А мама готовила праздничный стол. И из этой единственной синей курёшки, муки и картошки она умудрилась приготовить вкусный праздничный ужин и всех накормить на славу. Бабушка тоже взялась помогать. И, помолясь шёпотом в спальне, всю ночь шила-строчила на своей ручной «зингеровской» машинке мешочки из серого дешёвого ситца для детских подарков. И не просто мешочки, а буквально создавала произведения искусства. Снаружи мешочки были несхожие. На каждом из них были пришиты разные картинки: яблоко-грибок, ягодка-цветок. Их бабушка аккуратно вырезала ножницами из старых тряпок, одежды и пристрачивала к мешочкам. Содержание их было одинаковым: яблоко, мандарин, пряник, пара печеньиц, пяток конфет и, конечно же, леденец – петушок на палочке. А папа прятал эти подарки под ёлку, поглубже, чтоб не было видно.
Праздник удался на славу. Мама то и дело играла на пианино, дети читали стихи, водили хоровод вокруг стола, стоящего посередине («В лесу родилась ёлочка, / В лесу она росла…»). Я, развлекая гостей, танцевала вокруг стола разученные раньше и барыню, и гопак, и даже лезгинку. Зажав в зубах карандаш, словно кавказский кинжал, и одновременно выбрасывая обе руки то вправо, то влево, вприпрыжку скакала меж ёлкой и пианино. А мама громко аккомпанировала, подпевая шутливо: «На заборе птичка сидела / И такую песенку пела: / “Несмотря на рваные ботинки, / Мы станцуем танец кабардинки”». Почему я танцевала лезгинку, а танец назывался «кабардинка», я и тогда не понимала, и до сих пор не знаю…
А братик Толик, стоя на табуретке, читал стишок: «Новый год, Новый год, / Приходи скорее! / И у нас хоровод / Станет веселее!» И наша сестра Лиля тоже читала стишок: «На весёлых детских ёлках / Чудеса блестят в иголках, / И под ёлкой в Новый год / Каждый что-нибудь найдёт». И действительно, после шумного и вкусного застолья детям предлагалось найти под ёлкой свой подарок. И мы по очереди, встав на четвереньки (попками вверх), извлекали свой мешочек – ягодку или грибочек.
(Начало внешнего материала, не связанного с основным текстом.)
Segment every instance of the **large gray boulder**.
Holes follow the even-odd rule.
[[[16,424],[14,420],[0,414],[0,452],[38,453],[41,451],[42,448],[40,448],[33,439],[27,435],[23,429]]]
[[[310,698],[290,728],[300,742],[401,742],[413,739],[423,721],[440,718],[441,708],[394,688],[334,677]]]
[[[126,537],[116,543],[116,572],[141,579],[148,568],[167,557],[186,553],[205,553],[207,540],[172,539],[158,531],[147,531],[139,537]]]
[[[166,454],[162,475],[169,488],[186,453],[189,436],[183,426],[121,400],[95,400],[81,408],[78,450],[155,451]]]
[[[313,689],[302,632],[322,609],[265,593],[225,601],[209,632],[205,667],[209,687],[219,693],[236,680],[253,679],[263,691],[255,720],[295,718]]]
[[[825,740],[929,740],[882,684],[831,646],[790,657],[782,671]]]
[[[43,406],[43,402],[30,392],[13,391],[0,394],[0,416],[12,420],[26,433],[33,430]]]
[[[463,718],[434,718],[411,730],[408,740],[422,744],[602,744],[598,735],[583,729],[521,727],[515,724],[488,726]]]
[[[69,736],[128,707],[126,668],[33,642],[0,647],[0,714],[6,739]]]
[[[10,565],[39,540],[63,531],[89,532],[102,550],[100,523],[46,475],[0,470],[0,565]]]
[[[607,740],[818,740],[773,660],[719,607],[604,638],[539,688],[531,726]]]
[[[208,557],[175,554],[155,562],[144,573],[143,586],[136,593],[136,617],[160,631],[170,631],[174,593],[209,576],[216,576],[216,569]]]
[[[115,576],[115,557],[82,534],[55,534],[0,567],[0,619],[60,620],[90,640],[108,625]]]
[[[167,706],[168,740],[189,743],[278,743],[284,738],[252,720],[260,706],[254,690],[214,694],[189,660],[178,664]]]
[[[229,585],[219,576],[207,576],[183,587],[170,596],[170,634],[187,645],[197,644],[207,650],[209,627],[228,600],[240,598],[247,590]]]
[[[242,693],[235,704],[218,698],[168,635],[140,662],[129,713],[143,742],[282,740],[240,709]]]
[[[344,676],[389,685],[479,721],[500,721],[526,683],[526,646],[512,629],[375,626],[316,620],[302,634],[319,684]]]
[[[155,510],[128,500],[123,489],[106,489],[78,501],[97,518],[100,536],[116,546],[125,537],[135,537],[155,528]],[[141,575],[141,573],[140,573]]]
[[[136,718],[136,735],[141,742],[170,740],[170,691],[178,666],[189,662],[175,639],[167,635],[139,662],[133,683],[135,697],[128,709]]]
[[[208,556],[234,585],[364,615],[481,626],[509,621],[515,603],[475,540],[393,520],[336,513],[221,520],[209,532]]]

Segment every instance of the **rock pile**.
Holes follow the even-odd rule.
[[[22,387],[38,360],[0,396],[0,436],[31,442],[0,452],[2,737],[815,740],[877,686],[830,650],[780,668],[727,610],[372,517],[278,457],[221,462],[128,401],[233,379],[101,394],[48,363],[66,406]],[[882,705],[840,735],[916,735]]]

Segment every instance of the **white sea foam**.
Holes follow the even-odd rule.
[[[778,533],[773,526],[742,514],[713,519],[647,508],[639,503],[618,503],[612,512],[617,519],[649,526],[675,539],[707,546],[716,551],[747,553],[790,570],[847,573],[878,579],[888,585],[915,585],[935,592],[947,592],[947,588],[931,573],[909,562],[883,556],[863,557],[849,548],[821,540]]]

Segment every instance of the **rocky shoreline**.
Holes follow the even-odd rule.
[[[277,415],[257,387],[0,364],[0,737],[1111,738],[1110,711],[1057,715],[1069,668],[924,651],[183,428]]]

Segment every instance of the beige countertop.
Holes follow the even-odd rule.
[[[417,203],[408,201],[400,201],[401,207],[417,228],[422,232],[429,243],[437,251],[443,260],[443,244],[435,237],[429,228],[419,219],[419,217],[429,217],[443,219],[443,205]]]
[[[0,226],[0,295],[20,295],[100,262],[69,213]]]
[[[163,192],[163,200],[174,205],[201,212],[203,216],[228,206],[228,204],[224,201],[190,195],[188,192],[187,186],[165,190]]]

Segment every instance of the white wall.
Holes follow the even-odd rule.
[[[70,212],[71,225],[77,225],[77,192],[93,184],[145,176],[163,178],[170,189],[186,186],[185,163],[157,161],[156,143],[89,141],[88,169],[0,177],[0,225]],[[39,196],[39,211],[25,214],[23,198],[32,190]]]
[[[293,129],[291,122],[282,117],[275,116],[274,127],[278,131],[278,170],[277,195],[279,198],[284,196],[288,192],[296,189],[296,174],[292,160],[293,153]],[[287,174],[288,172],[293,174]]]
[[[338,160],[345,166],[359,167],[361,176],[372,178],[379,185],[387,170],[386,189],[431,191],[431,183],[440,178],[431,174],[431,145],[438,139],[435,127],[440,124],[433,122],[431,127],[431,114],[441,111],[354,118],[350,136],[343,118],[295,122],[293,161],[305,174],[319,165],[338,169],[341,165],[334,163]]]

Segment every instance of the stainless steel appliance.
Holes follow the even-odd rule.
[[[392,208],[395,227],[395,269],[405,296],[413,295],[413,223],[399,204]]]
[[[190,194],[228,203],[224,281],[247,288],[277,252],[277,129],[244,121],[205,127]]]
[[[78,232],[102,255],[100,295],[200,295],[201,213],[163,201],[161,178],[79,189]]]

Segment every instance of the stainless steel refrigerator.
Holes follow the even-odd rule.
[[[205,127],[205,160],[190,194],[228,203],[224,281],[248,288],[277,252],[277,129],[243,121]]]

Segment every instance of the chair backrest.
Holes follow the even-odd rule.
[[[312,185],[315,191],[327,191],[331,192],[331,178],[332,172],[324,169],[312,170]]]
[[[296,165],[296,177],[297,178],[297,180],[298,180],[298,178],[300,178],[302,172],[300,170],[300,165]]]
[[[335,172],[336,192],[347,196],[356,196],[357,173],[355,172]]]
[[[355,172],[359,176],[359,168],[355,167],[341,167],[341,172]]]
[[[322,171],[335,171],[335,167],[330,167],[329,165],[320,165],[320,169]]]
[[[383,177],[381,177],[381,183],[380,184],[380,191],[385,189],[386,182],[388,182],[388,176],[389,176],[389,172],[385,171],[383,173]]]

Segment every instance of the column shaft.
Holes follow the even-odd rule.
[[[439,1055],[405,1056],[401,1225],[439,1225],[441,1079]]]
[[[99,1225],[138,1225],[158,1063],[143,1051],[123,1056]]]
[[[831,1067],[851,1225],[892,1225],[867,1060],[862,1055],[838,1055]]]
И потом, глубоко затемно, пока ещё ходили гремящие трамваи, гости уезжали из нашей останкинской глуши в свой центр, уезжали в своё будущее двадцатого века. И каждый малыш увозил в сердце крупинку счастья. А в ручках держал бесценный подарок с ёлки 1947 года.
А не так давно в старом чемодане с тряпками я вдруг наткнулась на ветхий серый мешочек с ягодкой на боку. И замерла. Не может быть! Неужели это то самое бабушкино рукоделие, её искусная работа? Мой подарок с той самой чудо-ёлки? Невероятно!.. И решила написать вот этот этюд. А ещё я переслала это чудо-фото той самой сестре Лиле и братику Толе Никольским. И посоветовала им показать его своим взрослым внукам. Похвастать: вот какие мы были малыши, когда наступал тот послевоенный новый, 1948 год.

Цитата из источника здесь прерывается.